Discovers all favicon and icon references in an HTML document, including standard icons, Apple touch icons, mask icons, and web app manifest links.

import { createScraper, favicons } from 'web-meta-scraper';
 
const scraper = createScraper({ plugins: [favicons] });

Extracted fields:

Returns a favicons array of FaviconEntry objects:

Field	Description
`url`	Fully resolved URL of the icon resource
`sizes`	Icon dimensions from the `sizes` attribute (e.g. `"180x180"`)
`type`	MIME type (e.g. `"image/png"`) or `"manifest"` for web app manifest links

Scanned selectors:

link[rel="icon"]
link[rel="shortcut icon"]
link[rel="apple-touch-icon"]
link[rel="apple-touch-icon-precomposed"]
link[rel="mask-icon"]
link[rel="manifest"] (recorded with type: "manifest")

Relative URLs are resolved against the page URL. Duplicate URLs are automatically deduplicated.

const result = await scraper.scrapeUrl('https://example.com');
console.log(result.metadata.favicons);
// [
//   { url: "https://example.com/favicon.ico" },
//   { url: "https://example.com/apple-touch-icon.png", sizes: "180x180", type: "image/png" },
//   { url: "https://example.com/manifest.json", type: "manifest" },
// ]

Feeds

Detects RSS and Atom feed links declared in the HTML <head>.

import { createScraper, feeds } from 'web-meta-scraper';
 
const scraper = createScraper({ plugins: [feeds] });

Extracted fields:

Returns a feeds array of FeedEntry objects:

Field	Description
`url`	Fully resolved URL of the feed
`title`	Human-readable title from the `title` attribute
`type`	`"rss"` for RSS 2.0 feeds, `"atom"` for Atom feeds

Scanned selectors:

link[rel="alternate"][type="application/rss+xml"] → type "rss"
link[rel="alternate"][type="application/atom+xml"] → type "atom"

const result = await scraper.scrapeUrl('https://example.com/blog');
console.log(result.metadata.feeds);
// [
//   { url: "https://example.com/feed.xml", title: "Blog RSS", type: "rss" },
//   { url: "https://example.com/atom.xml", title: "Blog Atom", type: "atom" },
// ]

Robots

Extracts and interprets robots meta tag directives to determine indexing and crawl permissions.

import { createScraper, robots } from 'web-meta-scraper';
 
const scraper = createScraper({ plugins: [robots] });

Extracted fields:

Returns a robots object of type RobotsInfo:

Field	Type	Description
`directives`	`Array`	Raw directive entries from all robots-related meta tags
`isIndexable`	`boolean`	`true` if the page allows indexing (no `noindex` or `none`)
`isFollowable`	`boolean`	`true` if the page allows link following (no `nofollow` or `none`)
`noarchive`	`boolean`	Whether caching/archiving is prohibited
`nosnippet`	`boolean`	Whether search result snippets are prohibited
`noimageindex`	`boolean`	Whether image indexing is prohibited
`notranslate`	`boolean`	Whether automatic translation is prohibited

Scans <meta name="robots"> and bot-specific variants like <meta name="googlebot">. The boolean flags are derived from the generic robots tag only.

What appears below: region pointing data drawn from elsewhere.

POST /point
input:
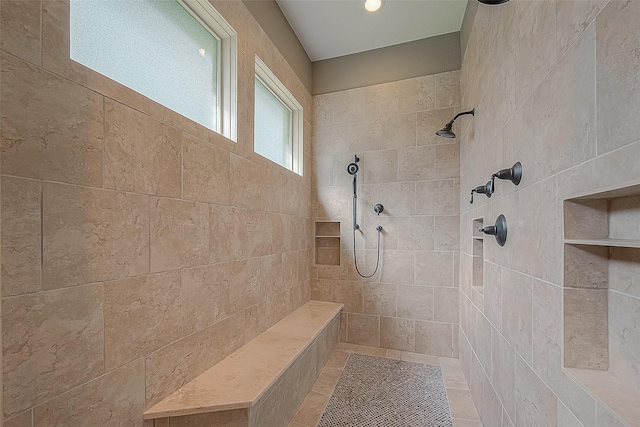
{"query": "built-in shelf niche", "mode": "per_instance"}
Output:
(478, 257)
(327, 243)
(602, 296)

Bot-specific directives are preserved in the directives array.

const result = await scraper.scrapeUrl('https://example.com');
console.log(result.metadata.robots);
// {
//   directives: [{ content: "noindex, nofollow", botName: "robots" }],
//   isIndexable: false,
//   isFollowable: false,
//   noarchive: false,
//   nosnippet: false,
//   noimageindex: false,
//   notranslate: false,
// }

Date

Extracts publication and modification dates from multiple sources including Open Graph article tags, Dublin Core metadata, JSON-LD structured data, and HTML <time> elements.

import { createScraper, date } from 'web-meta-scraper';
 
const scraper = createScraper({ plugins: [date] });

Extracted fields:

Field	Description
`date`	Publication date in ISO 8601 format
`dateModified`	Modification date in ISO 8601 format

Sources (in priority order):

article:published_time / article:modified_time (Open Graph)
meta[name="date"], meta[name="DC.date"], meta[name="DC.date.issued"] (Dublin Core)
JSON-LD datePublished / dateModified
<time datetime> element (fallback)

const result = await scraper.scrapeUrl('https://example.com/article');
console.log(result.metadata.date);         // "2024-01-15T09:00:00.000Z"
console.log(result.metadata.dateModified); // "2024-02-01T12:30:00.000Z"

Logo

Extracts the site logo URL from Open Graph, Schema.org microdata, and JSON-LD structured data.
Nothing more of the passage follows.